QDHPCA celebrate3 30 years of palliative services

Still work to be done but much accomplished in last 30 years

  • Jun. 19, 2015 11:00 a.m.

QDHPCA has been serving the palliative care community for 30 years.

For the past 30 years, Quesnel has been moving steadily forward on its comprehensive palliative care service, thanks to an amazingly dedicated group of supporters, volunteers and medical professionals.

Quesnel now boasts a beautiful, dedicated hospice facility which provides patients facing a life-threatening disease with appropriate care in homely, well-appointed rooms and common areas services by professional, trained palliative care staff and volunteers. This facility at Dunrovin Park Lodge is the location of a celebration June 24 and the public is encouraged to drop by for the festivities.

However, it wasn’t always the case. In Canada 1976, the first reference to palliative care was coined by a Quebec doctor who drew from the word palliate which means to ease the symptoms when

the disease is actively taking the patient towards death.

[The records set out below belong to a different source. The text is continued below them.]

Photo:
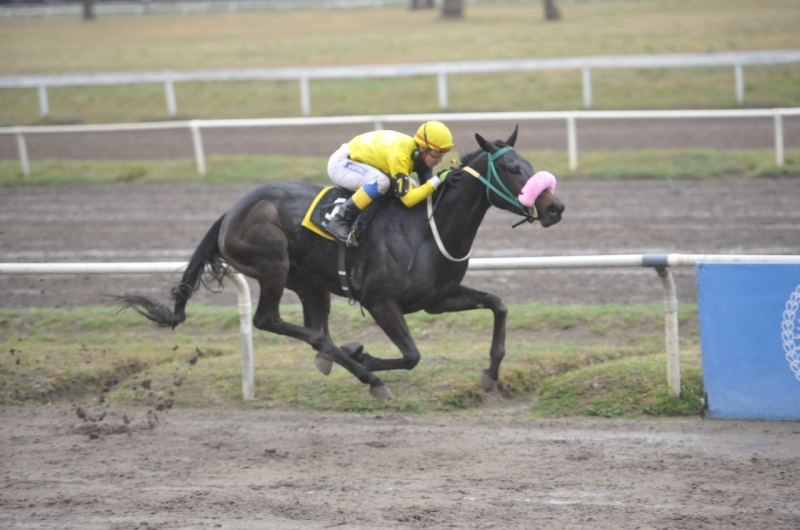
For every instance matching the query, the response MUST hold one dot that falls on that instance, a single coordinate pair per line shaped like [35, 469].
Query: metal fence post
[197, 141]
[44, 105]
[305, 97]
[22, 148]
[572, 142]
[245, 334]
[442, 84]
[671, 337]
[587, 87]
[779, 140]
[739, 74]
[169, 91]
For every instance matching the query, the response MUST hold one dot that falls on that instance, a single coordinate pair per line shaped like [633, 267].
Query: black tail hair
[207, 254]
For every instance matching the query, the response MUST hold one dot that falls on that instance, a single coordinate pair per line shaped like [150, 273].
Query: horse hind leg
[316, 310]
[255, 245]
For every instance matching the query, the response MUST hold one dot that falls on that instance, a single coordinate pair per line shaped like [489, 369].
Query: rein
[530, 216]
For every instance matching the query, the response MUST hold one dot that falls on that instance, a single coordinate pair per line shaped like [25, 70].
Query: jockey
[373, 162]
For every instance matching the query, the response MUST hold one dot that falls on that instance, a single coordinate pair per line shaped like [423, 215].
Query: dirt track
[273, 470]
[286, 470]
[165, 222]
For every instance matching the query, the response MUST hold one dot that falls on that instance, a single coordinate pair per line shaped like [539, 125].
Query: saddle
[325, 201]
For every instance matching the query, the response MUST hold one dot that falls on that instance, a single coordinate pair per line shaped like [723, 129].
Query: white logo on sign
[790, 332]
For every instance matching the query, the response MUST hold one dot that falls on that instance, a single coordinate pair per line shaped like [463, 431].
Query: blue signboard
[750, 339]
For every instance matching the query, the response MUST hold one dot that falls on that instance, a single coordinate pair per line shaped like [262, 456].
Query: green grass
[221, 169]
[369, 36]
[604, 360]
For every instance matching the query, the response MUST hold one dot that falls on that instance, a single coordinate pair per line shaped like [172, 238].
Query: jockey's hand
[453, 177]
[400, 184]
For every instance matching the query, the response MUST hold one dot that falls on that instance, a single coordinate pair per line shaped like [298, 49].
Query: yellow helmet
[434, 135]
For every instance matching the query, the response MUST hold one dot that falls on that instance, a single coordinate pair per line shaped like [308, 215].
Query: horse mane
[469, 157]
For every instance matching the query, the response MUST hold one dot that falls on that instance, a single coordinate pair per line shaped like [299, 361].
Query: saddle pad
[323, 203]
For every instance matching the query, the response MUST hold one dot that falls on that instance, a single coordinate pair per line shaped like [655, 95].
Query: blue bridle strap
[503, 193]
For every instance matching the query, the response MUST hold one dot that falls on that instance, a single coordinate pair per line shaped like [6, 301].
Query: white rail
[441, 70]
[378, 122]
[659, 262]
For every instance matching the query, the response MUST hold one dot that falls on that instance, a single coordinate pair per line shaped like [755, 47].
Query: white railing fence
[441, 70]
[571, 119]
[242, 289]
[660, 262]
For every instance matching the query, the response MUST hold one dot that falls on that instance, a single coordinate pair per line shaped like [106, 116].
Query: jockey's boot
[339, 226]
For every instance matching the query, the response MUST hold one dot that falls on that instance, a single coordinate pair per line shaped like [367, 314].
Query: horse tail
[207, 254]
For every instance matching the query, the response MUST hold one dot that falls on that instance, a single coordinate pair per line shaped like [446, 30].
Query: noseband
[530, 215]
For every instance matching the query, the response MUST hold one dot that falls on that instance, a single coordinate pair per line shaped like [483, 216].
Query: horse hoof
[352, 349]
[323, 365]
[487, 382]
[381, 392]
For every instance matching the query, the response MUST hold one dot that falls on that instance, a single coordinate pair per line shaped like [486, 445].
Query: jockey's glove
[401, 185]
[451, 177]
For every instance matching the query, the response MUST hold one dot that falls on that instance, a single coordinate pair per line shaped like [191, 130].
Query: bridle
[530, 214]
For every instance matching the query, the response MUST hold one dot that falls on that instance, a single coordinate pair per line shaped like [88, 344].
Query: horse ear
[489, 147]
[513, 138]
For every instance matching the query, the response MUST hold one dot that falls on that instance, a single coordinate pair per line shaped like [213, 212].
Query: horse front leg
[465, 299]
[390, 319]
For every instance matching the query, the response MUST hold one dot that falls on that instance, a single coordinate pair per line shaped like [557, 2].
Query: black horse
[403, 263]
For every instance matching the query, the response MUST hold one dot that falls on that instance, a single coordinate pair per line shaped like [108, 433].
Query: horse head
[513, 185]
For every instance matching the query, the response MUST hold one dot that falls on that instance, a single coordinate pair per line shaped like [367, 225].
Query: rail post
[587, 87]
[22, 148]
[169, 93]
[671, 333]
[779, 159]
[739, 74]
[572, 142]
[305, 97]
[245, 334]
[442, 87]
[44, 104]
[197, 142]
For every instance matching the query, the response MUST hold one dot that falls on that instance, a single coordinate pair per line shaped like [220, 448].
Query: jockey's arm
[419, 193]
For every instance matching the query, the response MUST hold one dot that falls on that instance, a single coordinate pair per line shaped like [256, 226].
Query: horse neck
[461, 213]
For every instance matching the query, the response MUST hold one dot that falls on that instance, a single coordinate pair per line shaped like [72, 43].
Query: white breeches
[351, 174]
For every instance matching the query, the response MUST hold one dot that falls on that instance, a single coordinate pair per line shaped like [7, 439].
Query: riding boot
[340, 225]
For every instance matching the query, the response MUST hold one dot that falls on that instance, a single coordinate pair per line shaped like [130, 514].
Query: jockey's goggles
[437, 154]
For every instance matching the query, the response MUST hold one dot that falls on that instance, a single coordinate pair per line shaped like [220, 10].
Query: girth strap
[438, 239]
[343, 271]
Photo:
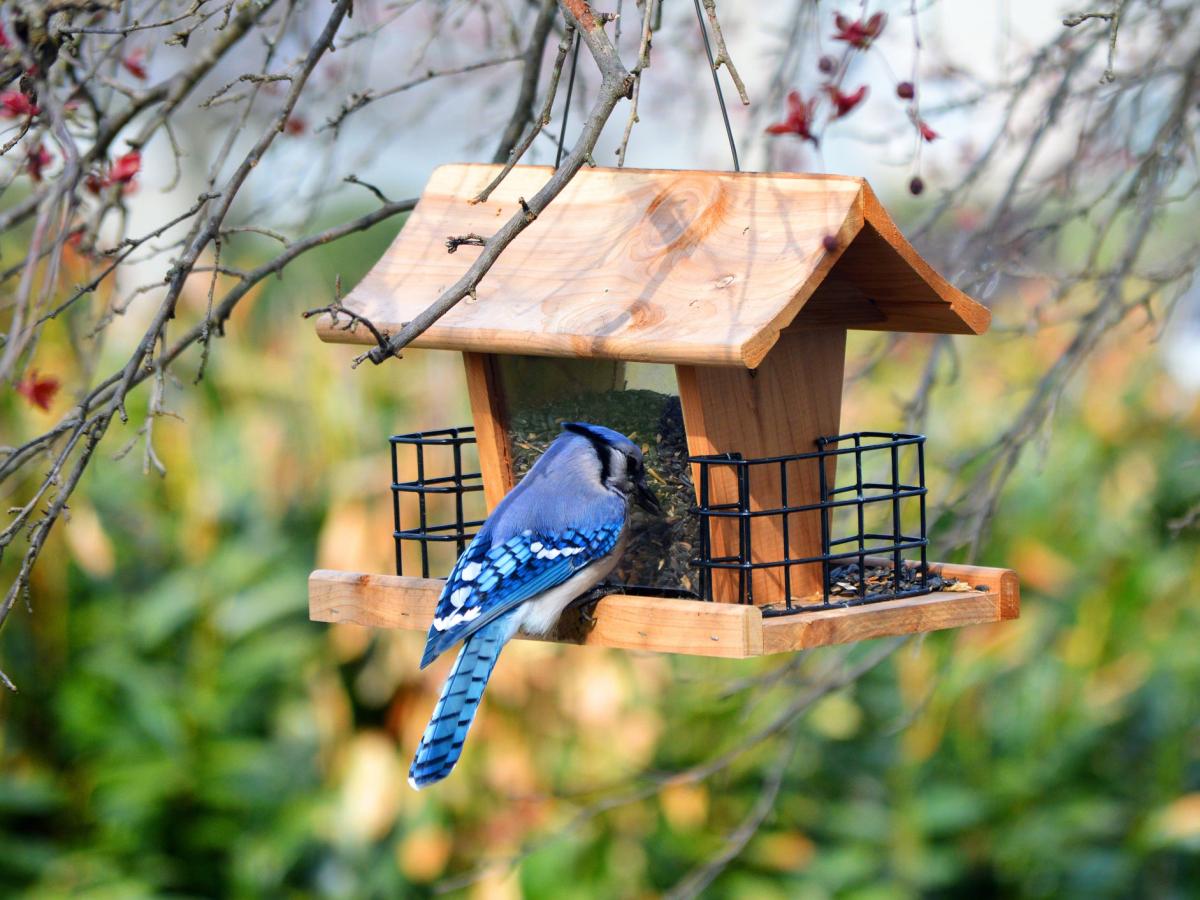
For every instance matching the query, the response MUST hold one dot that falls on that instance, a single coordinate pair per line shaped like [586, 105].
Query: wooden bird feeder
[737, 289]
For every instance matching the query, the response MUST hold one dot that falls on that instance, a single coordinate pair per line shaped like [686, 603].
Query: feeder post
[779, 408]
[490, 414]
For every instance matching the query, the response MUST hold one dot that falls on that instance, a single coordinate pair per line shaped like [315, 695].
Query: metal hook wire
[717, 83]
[567, 106]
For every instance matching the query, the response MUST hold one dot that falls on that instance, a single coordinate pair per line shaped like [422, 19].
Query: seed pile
[845, 582]
[660, 546]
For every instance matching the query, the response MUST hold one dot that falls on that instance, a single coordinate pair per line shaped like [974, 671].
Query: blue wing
[489, 580]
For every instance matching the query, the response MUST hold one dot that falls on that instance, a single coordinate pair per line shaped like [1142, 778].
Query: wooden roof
[657, 265]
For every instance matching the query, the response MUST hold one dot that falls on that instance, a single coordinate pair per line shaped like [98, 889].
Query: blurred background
[181, 729]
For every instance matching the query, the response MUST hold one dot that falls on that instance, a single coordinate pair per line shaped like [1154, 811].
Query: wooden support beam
[691, 627]
[490, 414]
[778, 409]
[629, 623]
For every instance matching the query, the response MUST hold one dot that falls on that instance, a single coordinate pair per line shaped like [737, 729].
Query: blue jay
[553, 538]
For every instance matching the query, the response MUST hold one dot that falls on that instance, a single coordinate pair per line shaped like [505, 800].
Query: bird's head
[621, 463]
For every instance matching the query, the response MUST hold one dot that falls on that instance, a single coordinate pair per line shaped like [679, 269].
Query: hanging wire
[717, 83]
[567, 106]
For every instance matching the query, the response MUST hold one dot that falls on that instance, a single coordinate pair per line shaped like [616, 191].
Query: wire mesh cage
[871, 516]
[876, 514]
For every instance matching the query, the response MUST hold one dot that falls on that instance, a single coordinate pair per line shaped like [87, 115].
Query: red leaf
[798, 119]
[16, 103]
[37, 160]
[858, 33]
[135, 63]
[845, 102]
[124, 168]
[39, 390]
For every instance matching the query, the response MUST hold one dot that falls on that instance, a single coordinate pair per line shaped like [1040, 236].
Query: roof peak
[658, 265]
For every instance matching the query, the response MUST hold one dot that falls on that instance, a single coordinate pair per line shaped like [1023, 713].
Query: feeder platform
[691, 627]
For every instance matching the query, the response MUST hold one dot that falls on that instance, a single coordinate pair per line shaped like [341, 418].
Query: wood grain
[490, 415]
[691, 627]
[673, 267]
[1002, 581]
[931, 612]
[777, 409]
[630, 623]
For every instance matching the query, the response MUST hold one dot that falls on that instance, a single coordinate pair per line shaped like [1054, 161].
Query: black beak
[646, 498]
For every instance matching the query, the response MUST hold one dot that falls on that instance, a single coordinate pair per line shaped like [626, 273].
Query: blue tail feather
[443, 739]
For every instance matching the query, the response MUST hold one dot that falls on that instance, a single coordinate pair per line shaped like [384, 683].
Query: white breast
[540, 615]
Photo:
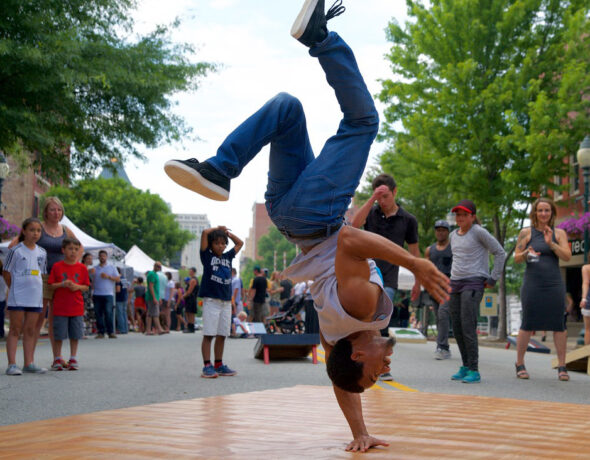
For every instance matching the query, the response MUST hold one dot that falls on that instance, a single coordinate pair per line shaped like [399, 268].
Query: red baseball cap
[465, 205]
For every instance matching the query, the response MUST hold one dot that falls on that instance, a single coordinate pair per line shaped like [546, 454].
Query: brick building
[21, 194]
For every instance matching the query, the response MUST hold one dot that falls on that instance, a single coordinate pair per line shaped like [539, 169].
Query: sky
[250, 41]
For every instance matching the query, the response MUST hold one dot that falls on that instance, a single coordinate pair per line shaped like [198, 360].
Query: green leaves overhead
[112, 210]
[495, 91]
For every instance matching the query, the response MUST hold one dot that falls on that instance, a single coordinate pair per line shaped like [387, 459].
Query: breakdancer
[306, 199]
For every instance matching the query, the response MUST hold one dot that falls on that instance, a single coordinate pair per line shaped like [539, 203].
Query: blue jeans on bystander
[103, 309]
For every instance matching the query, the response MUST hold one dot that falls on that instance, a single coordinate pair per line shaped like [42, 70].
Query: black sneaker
[310, 27]
[199, 177]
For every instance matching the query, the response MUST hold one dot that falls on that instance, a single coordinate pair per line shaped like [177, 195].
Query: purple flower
[576, 225]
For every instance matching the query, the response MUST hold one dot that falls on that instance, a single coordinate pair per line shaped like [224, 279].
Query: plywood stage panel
[305, 421]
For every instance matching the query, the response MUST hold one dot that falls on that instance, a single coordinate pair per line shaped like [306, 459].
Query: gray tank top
[442, 260]
[52, 246]
[335, 322]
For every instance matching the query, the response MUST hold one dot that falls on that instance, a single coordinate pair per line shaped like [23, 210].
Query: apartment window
[557, 193]
[35, 212]
[574, 175]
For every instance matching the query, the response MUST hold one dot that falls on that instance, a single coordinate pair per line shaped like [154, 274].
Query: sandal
[521, 372]
[562, 374]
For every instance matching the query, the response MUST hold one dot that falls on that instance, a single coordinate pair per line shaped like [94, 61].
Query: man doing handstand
[306, 199]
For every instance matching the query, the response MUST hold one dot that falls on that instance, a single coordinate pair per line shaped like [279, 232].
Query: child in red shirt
[70, 279]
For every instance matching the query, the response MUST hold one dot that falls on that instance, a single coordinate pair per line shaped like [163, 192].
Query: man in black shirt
[390, 220]
[257, 295]
[441, 256]
[286, 287]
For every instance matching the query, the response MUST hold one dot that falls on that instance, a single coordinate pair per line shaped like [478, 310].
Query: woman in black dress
[543, 290]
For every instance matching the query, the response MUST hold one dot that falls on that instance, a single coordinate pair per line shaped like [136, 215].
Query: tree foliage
[77, 89]
[489, 98]
[267, 245]
[112, 210]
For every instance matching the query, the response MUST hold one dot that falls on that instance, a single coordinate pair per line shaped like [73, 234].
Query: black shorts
[190, 306]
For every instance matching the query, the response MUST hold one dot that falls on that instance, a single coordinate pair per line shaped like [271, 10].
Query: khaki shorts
[216, 317]
[47, 289]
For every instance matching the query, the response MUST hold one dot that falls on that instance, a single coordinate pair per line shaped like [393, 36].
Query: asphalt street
[135, 370]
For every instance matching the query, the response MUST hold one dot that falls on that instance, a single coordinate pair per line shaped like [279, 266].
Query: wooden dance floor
[305, 421]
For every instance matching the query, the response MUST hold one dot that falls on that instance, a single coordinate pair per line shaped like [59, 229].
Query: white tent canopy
[90, 244]
[405, 280]
[142, 263]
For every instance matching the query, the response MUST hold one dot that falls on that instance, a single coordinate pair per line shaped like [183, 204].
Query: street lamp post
[4, 169]
[584, 162]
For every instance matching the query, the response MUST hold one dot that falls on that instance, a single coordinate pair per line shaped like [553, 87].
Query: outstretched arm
[352, 270]
[352, 409]
[585, 283]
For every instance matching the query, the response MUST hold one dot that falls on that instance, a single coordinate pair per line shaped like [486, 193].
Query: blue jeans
[2, 309]
[304, 194]
[103, 309]
[464, 308]
[121, 317]
[393, 321]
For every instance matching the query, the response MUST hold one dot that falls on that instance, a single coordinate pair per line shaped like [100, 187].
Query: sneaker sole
[188, 178]
[303, 18]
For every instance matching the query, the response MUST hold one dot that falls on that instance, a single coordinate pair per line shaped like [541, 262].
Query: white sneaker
[13, 369]
[34, 369]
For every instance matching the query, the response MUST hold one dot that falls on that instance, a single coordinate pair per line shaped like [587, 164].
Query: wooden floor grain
[305, 421]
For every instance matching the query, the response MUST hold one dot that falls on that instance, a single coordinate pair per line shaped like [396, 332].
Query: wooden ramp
[576, 360]
[305, 422]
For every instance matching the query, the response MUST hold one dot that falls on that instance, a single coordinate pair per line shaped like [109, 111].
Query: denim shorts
[68, 327]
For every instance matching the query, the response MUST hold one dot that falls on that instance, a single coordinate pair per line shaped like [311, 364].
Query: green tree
[273, 249]
[497, 91]
[77, 89]
[267, 245]
[112, 210]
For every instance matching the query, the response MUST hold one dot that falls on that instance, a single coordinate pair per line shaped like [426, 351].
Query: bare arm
[352, 270]
[521, 251]
[561, 248]
[585, 283]
[71, 234]
[151, 289]
[414, 249]
[7, 279]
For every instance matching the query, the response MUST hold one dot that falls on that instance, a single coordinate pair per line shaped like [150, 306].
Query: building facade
[194, 223]
[21, 194]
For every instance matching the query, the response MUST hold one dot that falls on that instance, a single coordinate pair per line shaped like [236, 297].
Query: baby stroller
[286, 321]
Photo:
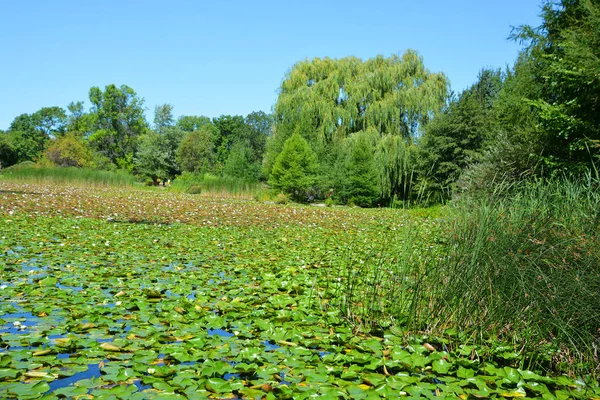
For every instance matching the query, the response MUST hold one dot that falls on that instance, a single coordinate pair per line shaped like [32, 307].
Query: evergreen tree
[361, 185]
[294, 171]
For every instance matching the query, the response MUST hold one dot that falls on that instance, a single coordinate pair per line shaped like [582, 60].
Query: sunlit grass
[69, 175]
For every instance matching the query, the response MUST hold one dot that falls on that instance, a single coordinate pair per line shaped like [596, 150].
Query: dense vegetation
[492, 295]
[123, 292]
[380, 129]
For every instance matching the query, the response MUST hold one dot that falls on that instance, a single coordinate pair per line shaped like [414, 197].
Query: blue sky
[229, 57]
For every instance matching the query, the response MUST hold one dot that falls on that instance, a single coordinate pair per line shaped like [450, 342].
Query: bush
[294, 171]
[515, 263]
[282, 198]
[195, 189]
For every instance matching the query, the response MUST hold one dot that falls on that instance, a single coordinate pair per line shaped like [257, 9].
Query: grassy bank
[519, 268]
[70, 175]
[215, 186]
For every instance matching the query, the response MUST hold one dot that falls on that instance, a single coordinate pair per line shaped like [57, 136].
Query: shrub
[294, 171]
[282, 198]
[195, 189]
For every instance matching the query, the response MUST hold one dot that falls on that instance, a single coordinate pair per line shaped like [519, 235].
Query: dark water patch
[73, 288]
[270, 345]
[219, 332]
[93, 371]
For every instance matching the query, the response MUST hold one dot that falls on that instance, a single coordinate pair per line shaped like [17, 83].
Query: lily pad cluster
[114, 308]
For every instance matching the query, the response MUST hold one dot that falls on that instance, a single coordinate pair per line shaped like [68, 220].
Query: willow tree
[327, 100]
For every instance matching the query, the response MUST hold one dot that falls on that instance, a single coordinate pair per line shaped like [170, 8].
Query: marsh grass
[70, 175]
[214, 186]
[525, 268]
[519, 267]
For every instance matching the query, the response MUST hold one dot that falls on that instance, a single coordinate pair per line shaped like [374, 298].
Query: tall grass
[214, 186]
[521, 266]
[34, 174]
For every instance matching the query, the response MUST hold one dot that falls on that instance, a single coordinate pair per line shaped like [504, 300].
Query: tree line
[362, 132]
[114, 134]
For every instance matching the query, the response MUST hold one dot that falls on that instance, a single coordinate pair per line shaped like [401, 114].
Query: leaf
[441, 366]
[110, 347]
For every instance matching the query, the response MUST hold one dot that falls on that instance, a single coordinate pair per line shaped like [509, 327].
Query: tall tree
[295, 168]
[80, 122]
[230, 129]
[327, 100]
[196, 152]
[458, 137]
[120, 122]
[191, 123]
[51, 121]
[163, 117]
[361, 186]
[565, 51]
[27, 139]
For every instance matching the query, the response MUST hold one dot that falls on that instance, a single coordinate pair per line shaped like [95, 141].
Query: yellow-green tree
[328, 100]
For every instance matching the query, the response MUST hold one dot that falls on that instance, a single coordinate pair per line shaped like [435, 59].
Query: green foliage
[69, 151]
[31, 173]
[8, 154]
[327, 101]
[191, 123]
[196, 151]
[163, 117]
[239, 163]
[211, 185]
[516, 261]
[295, 168]
[79, 122]
[120, 122]
[229, 129]
[152, 160]
[282, 198]
[395, 166]
[565, 51]
[361, 183]
[194, 190]
[459, 136]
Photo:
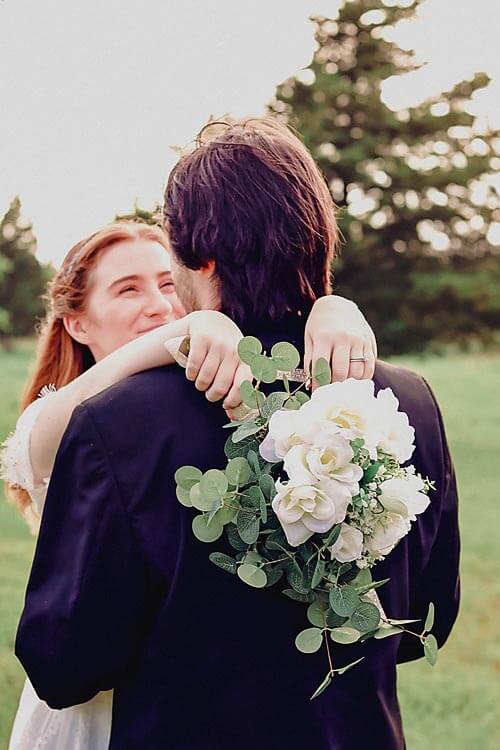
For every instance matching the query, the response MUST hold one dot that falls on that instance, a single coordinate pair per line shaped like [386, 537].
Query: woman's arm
[213, 365]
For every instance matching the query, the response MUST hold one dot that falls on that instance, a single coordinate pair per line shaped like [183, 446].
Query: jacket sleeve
[440, 579]
[86, 606]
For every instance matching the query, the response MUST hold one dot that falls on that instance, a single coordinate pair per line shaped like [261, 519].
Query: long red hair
[59, 358]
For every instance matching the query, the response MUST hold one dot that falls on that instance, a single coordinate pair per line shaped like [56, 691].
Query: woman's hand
[213, 362]
[338, 331]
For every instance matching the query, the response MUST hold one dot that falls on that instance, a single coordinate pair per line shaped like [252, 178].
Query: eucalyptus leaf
[248, 348]
[366, 617]
[344, 600]
[238, 471]
[322, 373]
[187, 476]
[248, 526]
[431, 649]
[263, 368]
[344, 635]
[274, 402]
[245, 430]
[252, 575]
[429, 620]
[387, 631]
[183, 496]
[322, 687]
[213, 485]
[206, 533]
[309, 640]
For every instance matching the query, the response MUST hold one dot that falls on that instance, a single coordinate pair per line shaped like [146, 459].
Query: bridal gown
[86, 726]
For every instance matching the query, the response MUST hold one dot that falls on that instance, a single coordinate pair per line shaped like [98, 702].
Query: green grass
[451, 707]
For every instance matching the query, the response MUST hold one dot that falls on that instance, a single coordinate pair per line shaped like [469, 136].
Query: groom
[121, 594]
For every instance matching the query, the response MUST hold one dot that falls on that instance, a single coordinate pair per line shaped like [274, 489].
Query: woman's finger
[223, 379]
[198, 350]
[208, 370]
[233, 398]
[370, 359]
[356, 362]
[340, 362]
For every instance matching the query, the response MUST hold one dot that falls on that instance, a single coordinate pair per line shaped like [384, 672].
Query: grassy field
[452, 707]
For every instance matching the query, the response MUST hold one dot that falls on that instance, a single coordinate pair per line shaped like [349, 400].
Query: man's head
[250, 221]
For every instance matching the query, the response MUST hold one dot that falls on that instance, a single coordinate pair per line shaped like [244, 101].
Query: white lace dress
[86, 726]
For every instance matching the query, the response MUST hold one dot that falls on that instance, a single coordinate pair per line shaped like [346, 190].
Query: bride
[112, 308]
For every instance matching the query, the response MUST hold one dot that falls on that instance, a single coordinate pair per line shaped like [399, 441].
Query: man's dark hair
[251, 198]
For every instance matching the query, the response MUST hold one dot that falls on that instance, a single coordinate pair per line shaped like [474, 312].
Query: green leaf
[213, 485]
[248, 526]
[285, 356]
[263, 368]
[332, 537]
[297, 597]
[206, 533]
[248, 348]
[319, 570]
[196, 499]
[429, 620]
[387, 631]
[234, 538]
[344, 635]
[245, 430]
[431, 649]
[274, 402]
[366, 617]
[371, 471]
[250, 396]
[183, 496]
[309, 640]
[316, 614]
[302, 397]
[267, 485]
[223, 561]
[252, 575]
[344, 600]
[238, 471]
[187, 476]
[322, 373]
[322, 687]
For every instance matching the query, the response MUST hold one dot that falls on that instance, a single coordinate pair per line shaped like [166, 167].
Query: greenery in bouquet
[313, 495]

“Before the palliative movement a patient’s death wasn’t addressed,” long-time palliative care advocate Carol Weremy said.

“Doctors and medical staff never discussed the patient’s inevitable death.”

Quesnel began investigating and addressing the palliative issue in 1985. Laurie Lawlor/McRae and Dr. Barber discussed concerns about patients with life-limiting illnesses and the need to control pain and symptoms. They approached the director of nursing at G.R. Baker Memorial Hospital as one component of a comprehensive palliative care service for Quesnel.

Enter nurse Carol Weremy who was approached to lead the palliative care medical component.

“I have no professional knowledge of palliative care but I realized palliative patients needed better services [than could be provided in acute care wards],” she said.

“It was a steep learning curve, I became a voracious reader on the subject and took university courses. I learned the first order of business in the hospital setting was pain and symptom management.”

At the same time Weremy was busy, with many other committed palliative care proponents, establishing an association to draw volunteers, train them and coordinate their befriending service as well as providing insurance to cover their activities.

In 1988, Quesnel and District Hospice and Palliative Care Association was formed and Weremy was the first president. The association also included 12 board members with representation from all aspects of palliative needs.

They actively recruited patient-care volunteers and a volunteer coordinator.

One bed was reserved in the hospital for palliative care patients as long as it wasn’t required for a medical patient.

“The first official palliative care patient in the one designated bed was Maime Armstrong,” Weremy said.

“She spoke of how important it was to talk about the fact she was dying, a discussion many doctors and other medical professionals were reluctant to have.”

Weremy went on to say it was and remains the association’s purpose to provide additional services (those not provided by the health care system) to help palliative patients achieve a healthy death where pain and symptom management along with cultural, spiritual and personal peace are addressed because everyone eventually dies.

Twenty-one years ago, the QDHPCA embarked on an ambitious project to establish a hospice unit in Quesnel and after 15 years of dedicated fundraising and agreements with health authorities the hospice unit at Dunrovin was opened in 2009 with three hospice beds and three respite beds.

“On this 30th anniversary of QDHPCA we realize how far we’ve come,” Weremy said.

However, she isn’t blinded to the work that’s still needed.

The ongoing goals include:

• Lobbying for the elimination of the $31/day charge for hospice unit stays;

• the need to expand volunteer services to everywhere patients are palliative;

• continue to educate health care professionals and the public on palliative care;

• fundraise to supply hospice services.

“We celebrate all the community has achieved with respect to hospice/palliative care in Quesnel and area,” Weremy said.

“We understand more needs to be done and the association and its supporters look forward to the challenge over the next 30 years.

“This community has been amazingly generous in its contributions to advancing hospice/palliative care services in Quesnel.”

The community is invited to help QDHPCA celebrate 30 years of palliative care and six years with the dedicated hospice unit June 24 on the hospice deck at Dunrovin’s hospice unit, 1:30 – 3:30 p.m. Refreshments will be served.